A United Nations report has revealed that young children and pregnant women in developing countries including Ghana are exposed to high levels of toxic lead in paints used to decorate toys.
The United Nations Environment Programme reported http://www.unep.org/newscentre/Default.aspx?DocumentID=2752&ArticleID=9657&l=en of danger of exposure to paints in colours red and yellow particularly in the course of a recent International Lead Poisoning Prevention Week of Action.
UN says parents painting their child's nursery a cheerful red, or handing their child a colourful toy may, through no fault of theirs, be exposing the child to lead - a pernicious toxin.
According to the World Health Organization exposure to lead paint can be particularly grave among children, especially those living in low and middle-income countries which account for 99 per cent of children affected by high exposure to lead.
An estimated 143,000 deaths per year results from lead poisoning, often linked to lead paint, while some 600,000 new cases of intellectual disabilities are linked to childhood lead exposure.

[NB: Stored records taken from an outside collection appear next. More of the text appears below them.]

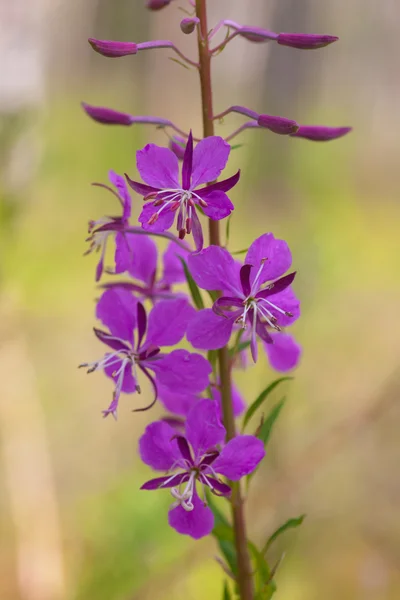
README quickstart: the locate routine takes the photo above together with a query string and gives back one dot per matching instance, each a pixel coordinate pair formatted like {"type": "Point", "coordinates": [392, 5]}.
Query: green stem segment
{"type": "Point", "coordinates": [245, 577]}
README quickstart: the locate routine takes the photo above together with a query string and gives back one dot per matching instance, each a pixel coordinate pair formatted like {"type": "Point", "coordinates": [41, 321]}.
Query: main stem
{"type": "Point", "coordinates": [245, 577]}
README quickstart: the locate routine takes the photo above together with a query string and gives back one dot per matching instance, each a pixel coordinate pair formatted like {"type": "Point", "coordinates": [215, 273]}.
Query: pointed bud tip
{"type": "Point", "coordinates": [305, 41]}
{"type": "Point", "coordinates": [112, 49]}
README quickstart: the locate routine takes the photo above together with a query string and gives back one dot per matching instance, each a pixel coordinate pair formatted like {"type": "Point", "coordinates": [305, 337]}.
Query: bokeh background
{"type": "Point", "coordinates": [73, 524]}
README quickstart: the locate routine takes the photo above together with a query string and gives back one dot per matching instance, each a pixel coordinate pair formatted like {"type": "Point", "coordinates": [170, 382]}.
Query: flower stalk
{"type": "Point", "coordinates": [244, 577]}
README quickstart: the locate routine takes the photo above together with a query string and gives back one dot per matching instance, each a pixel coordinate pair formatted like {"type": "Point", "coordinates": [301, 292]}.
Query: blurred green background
{"type": "Point", "coordinates": [73, 523]}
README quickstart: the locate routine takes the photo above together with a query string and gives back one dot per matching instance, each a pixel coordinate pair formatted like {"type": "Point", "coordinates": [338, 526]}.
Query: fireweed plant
{"type": "Point", "coordinates": [196, 450]}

WHO says Lead poisoning remains the number one environmental health concern especially for children globally.
The UN study found that the majority of the paints tested would not meet regulatory standards established in most highly industrialized countries and that few countries have established regulatory frameworks for lead paint.
The research analyzed enamel decorative paints from Argentina, Azerbaijan, Chile, Cote d'Ivoire, Ethiopia, Ghana, Kyrgyzstan, Tunisia and Uruguay.
The report is aimed at raising awareness among Governments, manufacturers and consumers not just that the problem exists, but that there are cheaper and safer alternatives to lead already in.